Lire aussi : La mission, un tremplin pour sa carrière ?

D’autres missions invitent les volontaires à agir pour plus de justice sociale envers les pauvres en mettant leurs compétences au service de projets locaux de développement, en favorisant le partenariat, l’inclusion sociale, l’autonomie des populations et l’accès à des conditions de vie dignes. C’est le cas d’Hugues Pinel et d’Elise Nauleau qui sont gestionnaires de projets au bénéfice des communautés indigènes quichuas. « L’expérience que nous vivons actuellement nous a permis de clarifier le fait qu’il y avait dans la vie trois piliers : le pilier humain, c’est-à-dire le rapport à l’autre, le pilier création, c’est-à-dire le rapport à la terre, et le rapport spirituel, c’est-à-dire la relation à Dieu. C’est le trépied sur lequel l’humanité doit se reposer pour progresser », assure Hugues Pinel. « L’agroécologie se définit comme une agriculture durable, écologiquement saine, économiquement viable et socialement juste. Donner aux agriculteurs les connaissances agronomiques pour avoir une production agricole régulière et durable, suffisante pour couvrir largement leurs besoins, respectueuse de l’environnement et qui ne nécessite pas d’investissements financiers lourds, c’est une belle manière de répondre à l’appel du Pape ! », assure Mayeul Paige. « J’idéalise un peu bien sûr, mais l’idée est aussi de redonner leur dignité aux agriculteurs et c’est une manière de restaurer le tissu social, avec beaucoup d’échange de connaissances et d’entraide entre producteurs et une revalorisation de leur métier. Je crois fermement que l’on peut ainsi transformer les choses par petites touches et en utilisant la science à bon escient au service de l’homme. »

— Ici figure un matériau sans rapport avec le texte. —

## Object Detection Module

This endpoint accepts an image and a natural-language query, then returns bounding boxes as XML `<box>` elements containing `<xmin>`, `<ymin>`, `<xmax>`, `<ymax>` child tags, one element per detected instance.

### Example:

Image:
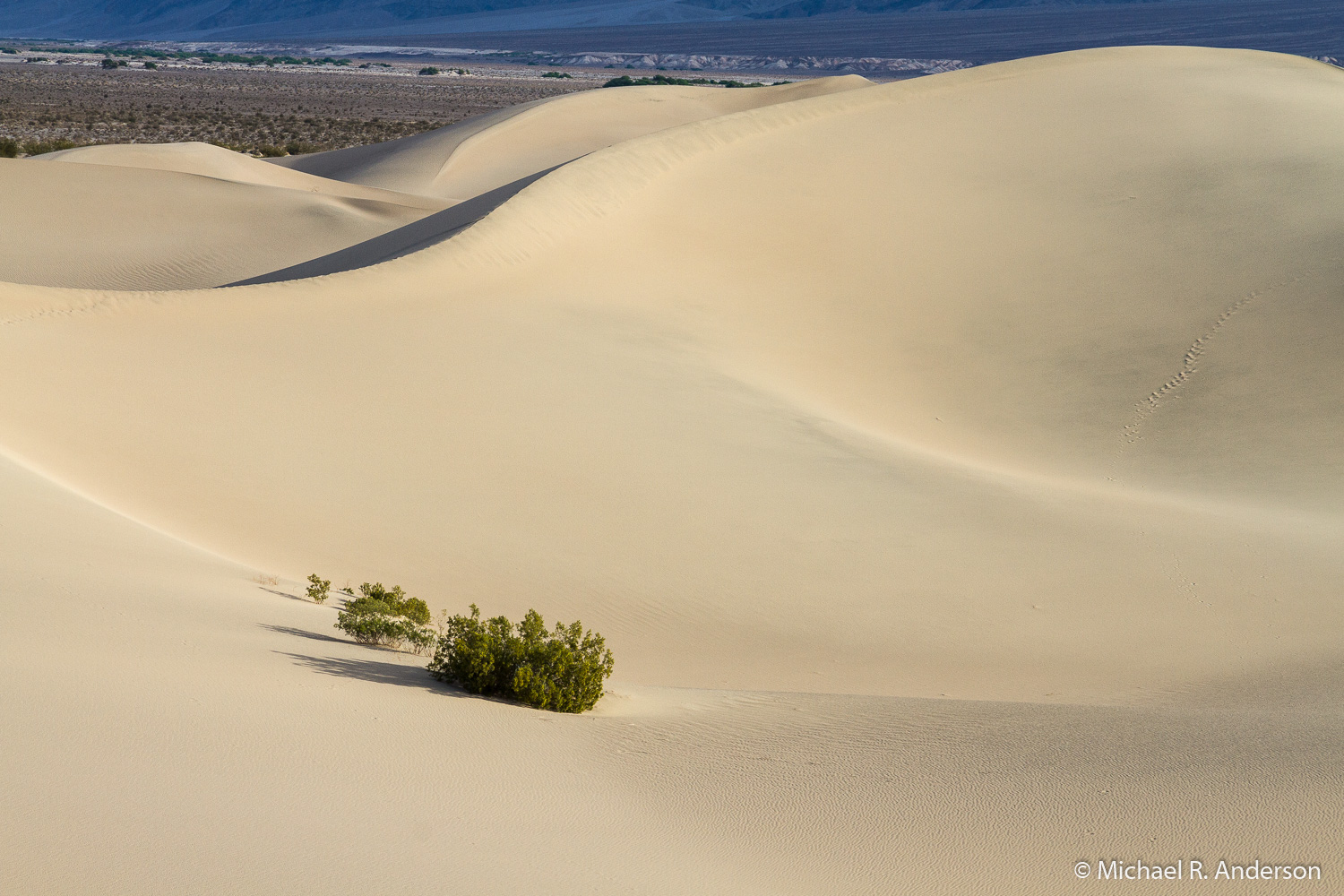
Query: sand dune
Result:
<box><xmin>280</xmin><ymin>75</ymin><xmax>871</xmax><ymax>200</ymax></box>
<box><xmin>38</xmin><ymin>142</ymin><xmax>445</xmax><ymax>211</ymax></box>
<box><xmin>0</xmin><ymin>158</ymin><xmax>446</xmax><ymax>290</ymax></box>
<box><xmin>0</xmin><ymin>48</ymin><xmax>1344</xmax><ymax>893</ymax></box>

La clameur de la terre et la clameur des pauvres

« À travers vos initiatives, vos projets et vos actions, vous rendez visible une Église pauvre avec et pour les pauvres, une Église en sortie qui se fait proche des personnes en situation de souffrance, de précarité, de marginalisation, d’exclusion », avait salué le pape François en février 2017, à l’occasion de l’ouverture du jubilé des 50 ans de la DCC. En invitant ses volontaires à se mettre à l’écoute de la clameur de la terre et de la clameur des pauvres, la DCC propose de vivre, tout simplement, l’appel Laudato Si’. « En tant qu’agronome, on se fixe des objectifs techniques variés : augmenter un rendement de x%, trouver une alternative plus écologique à tel herbicide, réduire un temps de travail… », indique Mayeul Paige. « Mais à force de se fixer sur un aspect en particulier, on oublie parfois le contexte plus général dans lequel tout cela s’inscrit, et je pense en particulier aux aspects politiques et de société. C’est en ce sens que Laudato Si’ est un texte référence, il développe le paradigme de l’écologie intégrale, qui articule toutes les relations fondamentales de la personne humaine : avec elle-même, avec les autres, avec Dieu mais aussi avec la Création. Il réconcilie des domaines que l’on oppose souvent ». « Ce volontariat nous apporte un nouveau regard sur notre rapport à l’autre », assure encore Hugues Pinel. « À notre retour en France nous ne serons plus les mêmes, c’est un appel à vie ».